Eight in 10 Times Radio and podcast listeners said they had thought differently about the overall Times brand since they started listening.
And these channels don’t appear to cannibalise each other. Amongst these incremental audiences, consumption appears consistently high throughout the day.
Cross-media ad campaigns perform better
Of course, in their exertions and extensions to new channels, publishers are not just trying to enhance their own business. They also aim to give advertisers a more powerful offering.
According to data from Radiogauge Predict, the radio ad campaign effectiveness tool from the commercial radio industry body Radiocentre, a cross-media campaign across three publisher platforms – radio, press and online display – creates a quartet of brand uplifts.

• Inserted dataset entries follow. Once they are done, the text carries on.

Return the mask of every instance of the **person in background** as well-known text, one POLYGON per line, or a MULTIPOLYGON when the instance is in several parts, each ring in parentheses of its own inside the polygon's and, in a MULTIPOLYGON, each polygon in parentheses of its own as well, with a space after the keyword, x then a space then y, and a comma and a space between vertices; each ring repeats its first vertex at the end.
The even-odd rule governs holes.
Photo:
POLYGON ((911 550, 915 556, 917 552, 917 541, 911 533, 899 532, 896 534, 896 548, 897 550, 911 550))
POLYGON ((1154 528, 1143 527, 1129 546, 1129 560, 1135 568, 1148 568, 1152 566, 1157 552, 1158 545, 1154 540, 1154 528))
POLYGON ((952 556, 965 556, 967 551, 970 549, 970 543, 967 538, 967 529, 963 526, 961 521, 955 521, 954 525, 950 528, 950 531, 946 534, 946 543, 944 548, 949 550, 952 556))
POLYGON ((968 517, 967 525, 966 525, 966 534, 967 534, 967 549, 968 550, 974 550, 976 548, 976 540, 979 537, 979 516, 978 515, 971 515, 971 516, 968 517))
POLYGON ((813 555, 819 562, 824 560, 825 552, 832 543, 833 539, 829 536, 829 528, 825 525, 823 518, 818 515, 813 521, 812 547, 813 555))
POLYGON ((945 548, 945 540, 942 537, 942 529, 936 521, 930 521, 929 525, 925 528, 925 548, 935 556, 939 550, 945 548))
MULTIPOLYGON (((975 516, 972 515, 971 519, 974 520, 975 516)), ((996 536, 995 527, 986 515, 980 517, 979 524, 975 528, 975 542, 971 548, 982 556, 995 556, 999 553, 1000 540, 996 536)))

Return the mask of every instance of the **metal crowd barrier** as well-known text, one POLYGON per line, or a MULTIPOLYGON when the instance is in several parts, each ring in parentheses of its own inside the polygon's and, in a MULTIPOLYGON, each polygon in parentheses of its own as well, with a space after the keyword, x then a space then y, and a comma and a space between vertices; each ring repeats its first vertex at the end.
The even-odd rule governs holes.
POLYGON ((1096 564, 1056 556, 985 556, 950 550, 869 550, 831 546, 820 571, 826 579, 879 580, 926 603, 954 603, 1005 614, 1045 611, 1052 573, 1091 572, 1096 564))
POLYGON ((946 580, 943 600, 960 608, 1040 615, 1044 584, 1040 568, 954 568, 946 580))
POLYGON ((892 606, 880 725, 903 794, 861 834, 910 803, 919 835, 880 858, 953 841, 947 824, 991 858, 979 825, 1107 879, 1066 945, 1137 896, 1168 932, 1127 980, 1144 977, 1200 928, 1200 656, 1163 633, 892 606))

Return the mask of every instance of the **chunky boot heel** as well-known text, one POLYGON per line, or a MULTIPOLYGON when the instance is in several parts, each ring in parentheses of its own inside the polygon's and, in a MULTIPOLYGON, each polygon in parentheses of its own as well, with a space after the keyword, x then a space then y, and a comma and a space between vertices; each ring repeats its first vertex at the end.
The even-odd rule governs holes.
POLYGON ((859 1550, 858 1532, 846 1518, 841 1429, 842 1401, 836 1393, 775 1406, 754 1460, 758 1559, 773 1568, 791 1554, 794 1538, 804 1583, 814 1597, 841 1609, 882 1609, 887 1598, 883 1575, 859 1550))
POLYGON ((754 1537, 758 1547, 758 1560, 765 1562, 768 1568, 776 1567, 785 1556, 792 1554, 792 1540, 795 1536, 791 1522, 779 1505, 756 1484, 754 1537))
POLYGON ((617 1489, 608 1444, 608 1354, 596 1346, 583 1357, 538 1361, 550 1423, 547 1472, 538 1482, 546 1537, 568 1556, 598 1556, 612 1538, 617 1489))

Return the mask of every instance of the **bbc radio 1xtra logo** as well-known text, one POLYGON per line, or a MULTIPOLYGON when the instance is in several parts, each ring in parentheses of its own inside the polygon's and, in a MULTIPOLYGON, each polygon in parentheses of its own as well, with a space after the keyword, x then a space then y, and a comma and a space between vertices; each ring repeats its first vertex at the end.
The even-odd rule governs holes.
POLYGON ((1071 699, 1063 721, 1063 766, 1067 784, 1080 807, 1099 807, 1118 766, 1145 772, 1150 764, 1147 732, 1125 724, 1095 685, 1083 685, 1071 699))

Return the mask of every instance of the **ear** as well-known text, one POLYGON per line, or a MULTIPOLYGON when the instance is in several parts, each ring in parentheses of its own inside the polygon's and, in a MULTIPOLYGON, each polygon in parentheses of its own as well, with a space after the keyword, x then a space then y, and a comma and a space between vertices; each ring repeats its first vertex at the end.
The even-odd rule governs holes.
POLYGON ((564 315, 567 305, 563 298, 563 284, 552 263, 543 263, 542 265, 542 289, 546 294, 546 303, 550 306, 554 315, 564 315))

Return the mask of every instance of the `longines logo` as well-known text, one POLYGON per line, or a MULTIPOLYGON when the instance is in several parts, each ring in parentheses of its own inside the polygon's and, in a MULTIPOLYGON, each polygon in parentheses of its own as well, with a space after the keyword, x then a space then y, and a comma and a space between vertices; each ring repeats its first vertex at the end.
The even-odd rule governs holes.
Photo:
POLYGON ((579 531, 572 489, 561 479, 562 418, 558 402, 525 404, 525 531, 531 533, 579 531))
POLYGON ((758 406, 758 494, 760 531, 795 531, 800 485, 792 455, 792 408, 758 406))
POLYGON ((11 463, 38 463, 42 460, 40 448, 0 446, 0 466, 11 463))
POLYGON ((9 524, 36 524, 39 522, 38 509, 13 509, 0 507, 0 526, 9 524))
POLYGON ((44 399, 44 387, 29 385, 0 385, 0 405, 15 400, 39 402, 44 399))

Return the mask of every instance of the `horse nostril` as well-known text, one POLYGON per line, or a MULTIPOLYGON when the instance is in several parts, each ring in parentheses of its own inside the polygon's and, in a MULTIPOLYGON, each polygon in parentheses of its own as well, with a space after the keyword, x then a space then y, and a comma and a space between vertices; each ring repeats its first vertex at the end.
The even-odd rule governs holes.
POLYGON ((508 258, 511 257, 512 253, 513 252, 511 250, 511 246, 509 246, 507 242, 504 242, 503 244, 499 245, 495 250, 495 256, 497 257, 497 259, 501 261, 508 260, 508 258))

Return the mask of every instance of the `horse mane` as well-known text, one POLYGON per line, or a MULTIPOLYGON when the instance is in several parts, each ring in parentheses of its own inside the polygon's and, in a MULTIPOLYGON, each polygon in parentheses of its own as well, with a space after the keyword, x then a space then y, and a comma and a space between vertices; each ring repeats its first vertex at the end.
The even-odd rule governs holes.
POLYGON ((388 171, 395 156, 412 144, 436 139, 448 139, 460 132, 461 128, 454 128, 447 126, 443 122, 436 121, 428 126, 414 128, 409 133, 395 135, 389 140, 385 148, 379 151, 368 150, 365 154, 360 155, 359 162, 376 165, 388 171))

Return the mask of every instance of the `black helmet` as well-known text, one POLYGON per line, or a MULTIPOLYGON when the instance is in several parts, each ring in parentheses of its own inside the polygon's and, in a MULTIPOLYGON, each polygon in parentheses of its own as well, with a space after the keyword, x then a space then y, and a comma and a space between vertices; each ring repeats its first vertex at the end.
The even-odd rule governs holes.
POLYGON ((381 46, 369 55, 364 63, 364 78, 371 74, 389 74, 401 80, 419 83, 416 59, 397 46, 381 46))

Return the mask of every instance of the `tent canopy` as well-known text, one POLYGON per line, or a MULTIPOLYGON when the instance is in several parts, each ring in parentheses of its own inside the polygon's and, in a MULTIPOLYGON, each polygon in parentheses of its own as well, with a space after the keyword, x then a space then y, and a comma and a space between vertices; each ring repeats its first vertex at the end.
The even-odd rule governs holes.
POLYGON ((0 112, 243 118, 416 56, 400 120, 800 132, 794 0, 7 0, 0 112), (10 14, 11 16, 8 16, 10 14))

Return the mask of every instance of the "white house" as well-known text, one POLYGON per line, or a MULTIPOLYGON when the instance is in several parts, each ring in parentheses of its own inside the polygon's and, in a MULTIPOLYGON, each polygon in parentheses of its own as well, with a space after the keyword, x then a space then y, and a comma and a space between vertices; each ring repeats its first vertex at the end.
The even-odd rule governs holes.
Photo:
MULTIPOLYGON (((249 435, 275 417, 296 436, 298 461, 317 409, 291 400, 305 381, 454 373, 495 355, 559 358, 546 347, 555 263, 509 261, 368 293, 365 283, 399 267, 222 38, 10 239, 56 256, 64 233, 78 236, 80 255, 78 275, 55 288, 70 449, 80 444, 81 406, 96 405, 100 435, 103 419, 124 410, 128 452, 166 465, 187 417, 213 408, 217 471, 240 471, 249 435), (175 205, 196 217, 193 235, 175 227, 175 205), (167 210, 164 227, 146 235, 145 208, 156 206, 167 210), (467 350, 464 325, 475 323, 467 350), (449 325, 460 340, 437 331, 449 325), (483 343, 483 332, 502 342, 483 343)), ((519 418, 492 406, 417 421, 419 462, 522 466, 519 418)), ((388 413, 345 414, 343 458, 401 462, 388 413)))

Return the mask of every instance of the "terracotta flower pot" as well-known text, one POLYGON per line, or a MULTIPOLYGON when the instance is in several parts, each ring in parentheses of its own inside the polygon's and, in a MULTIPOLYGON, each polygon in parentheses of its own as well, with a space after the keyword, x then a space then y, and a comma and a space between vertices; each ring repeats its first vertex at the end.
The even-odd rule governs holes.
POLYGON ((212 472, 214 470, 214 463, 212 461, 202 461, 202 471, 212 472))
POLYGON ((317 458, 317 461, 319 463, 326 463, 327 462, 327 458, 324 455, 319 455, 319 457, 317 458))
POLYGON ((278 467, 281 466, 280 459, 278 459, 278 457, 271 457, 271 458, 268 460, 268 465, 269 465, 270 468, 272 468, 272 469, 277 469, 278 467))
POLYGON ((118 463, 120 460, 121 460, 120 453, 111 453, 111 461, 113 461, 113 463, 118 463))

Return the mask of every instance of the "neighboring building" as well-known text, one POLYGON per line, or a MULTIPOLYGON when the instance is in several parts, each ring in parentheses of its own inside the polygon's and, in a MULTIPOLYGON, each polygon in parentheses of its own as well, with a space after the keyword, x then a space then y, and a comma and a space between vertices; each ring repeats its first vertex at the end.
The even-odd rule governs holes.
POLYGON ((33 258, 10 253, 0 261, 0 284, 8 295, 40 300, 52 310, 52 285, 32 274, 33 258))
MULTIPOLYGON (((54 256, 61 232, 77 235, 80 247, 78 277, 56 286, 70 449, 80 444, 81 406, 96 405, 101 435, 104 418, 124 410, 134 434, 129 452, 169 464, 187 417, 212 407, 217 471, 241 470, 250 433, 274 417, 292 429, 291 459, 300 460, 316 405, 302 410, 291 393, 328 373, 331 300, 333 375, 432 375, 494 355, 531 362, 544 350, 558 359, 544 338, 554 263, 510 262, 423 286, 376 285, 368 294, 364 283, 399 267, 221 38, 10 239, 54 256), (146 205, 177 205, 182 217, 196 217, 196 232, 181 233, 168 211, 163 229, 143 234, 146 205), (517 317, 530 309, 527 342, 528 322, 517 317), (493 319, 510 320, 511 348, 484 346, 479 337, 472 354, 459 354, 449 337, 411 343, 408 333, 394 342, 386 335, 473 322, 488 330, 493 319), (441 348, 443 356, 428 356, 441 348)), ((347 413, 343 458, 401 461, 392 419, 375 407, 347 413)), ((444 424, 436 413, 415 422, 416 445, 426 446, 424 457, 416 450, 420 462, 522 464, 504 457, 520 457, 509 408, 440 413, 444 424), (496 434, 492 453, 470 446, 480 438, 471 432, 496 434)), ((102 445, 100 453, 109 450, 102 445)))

“This is an exciting piece of research that demonstrates the evolution of The Times brand from a print news business to a digital first news and lifestyle business,” says Tracey Hendle, agency development partner at News UK, who commissioned the research.
“The addition of audio opens new opportunities for our partners to build more diverse and integrated communications, at a multi channel level and within the context of The Times brand.”
Finding the new incrementals
Times executives like Hendle are getting excited that platform combination adds a “new dimension” to their offering. But, when it comes to incremental audience, who is this Generation Overlap, really?
D.fferentology’s survey shows new-platform Times audiences are more likely 18 to 34 years old than print-only consumers, highly likely to be in the ABC1 demographic and significantly more likely to have young families.
What is more:
- 67% like to try new products.
- 54% always do so when their favourite brand releases a new product.
- 63% like brands that echo their own beliefs.
- 57% are drawn to brands with a clear purpose.
For publishers and their advertisers, that purpose seems clear – the pot of gold isn’t at the end of a rainbow, it’s at the centre of a Venn diagram.